I use Earthbath and have been pretty happy with it, although I have never tried to dilute it. I am learning so much today!


----------



## Duke's Momma (Mar 1, 2007)

Duke has skin allergies and he's by no means a show dog but wanted to chime in.

Relief shampoo - 1 part shampoo to 2 parts water in a spray bottle. leave on for 10 minutes
Rinse well
Shamie dry or towel dry. 
Cortizone leave on conditioner paying special attention to get on skin evenly.
Relief leave in conditioner all over.
1x/week

Every so often I will mix baking soda with water and shake well to disolve. Pour that over your dog and massage in. I've found that it strips the hair of all product and helps with his skin. Then follow above. He's very soft when I add this step but don't do it every time.

Vinegar is a great idea. When I was a kid I rinsed my very long hair in vinegar for a conditioner and it also caught the sun on my hair nicely.


----------



## sammydog (Aug 23, 2008)

I came across this webpage, and wow.
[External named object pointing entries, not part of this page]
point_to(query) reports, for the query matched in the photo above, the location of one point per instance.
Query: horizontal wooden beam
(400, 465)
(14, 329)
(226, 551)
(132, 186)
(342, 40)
Never knew vinegar was so useful!

http://www.vinegartips.com


----------



## NuttinButGoldens (Jan 10, 2009)

I dilute the "non-rinse" quick-detail stuff a lot. Just a few capfulls in a pint sized spray bottle filled with water.

I've never diluted normal shampoo. I'll have to try that.

One of the most expensive words ever created for consumers was "Repeat".

Wash... Rinse... *Repeat*

Rumor has it, this was added to shampoo instructions decades ago when a shampoo company was trying to figure out how to improve profits without raising the price.


----------



## Duke's Momma (Mar 1, 2007)

NuttinButGoldens said:


> I dilute the "non-rinse" quick-detail stuff a lot. Just a few capfulls in a pint sized spray bottle filled with water.
> 
> I've never diluted normal shampoo. I'll have to try that.
> 
> ...


 
lol. I don't know why that made me laugh, but it did. I guess because we're so naive sometimes!


----------



## goldenluver (Feb 26, 2007)

AmbikaGR said:


> I have used it and their conditioner and like both a lot. I still use the conditioner but switched over to Cowboy Magic Rosewater shampoo about two years ago. No real reason for the switch other than someone recommended it and I liked the smell of it.


 Where do you buy Cowboy Magic Rosewater shampoo?


----------



## AmbikaGR (Dec 31, 2007)

goldenluver said:


> Where do you buy Cowboy Magic Rosewater shampoo?


I buy mine at a chain store called Tractor Supply. If you Google Cowboy Magic shampoo you should fine plenty of places to order it from.


----------



## MillysMom (Nov 5, 2008)

goldenluver said:


> Where do you buy Cowboy Magic Rosewater shampoo?


Almost any horse tack store will carry it too.


----------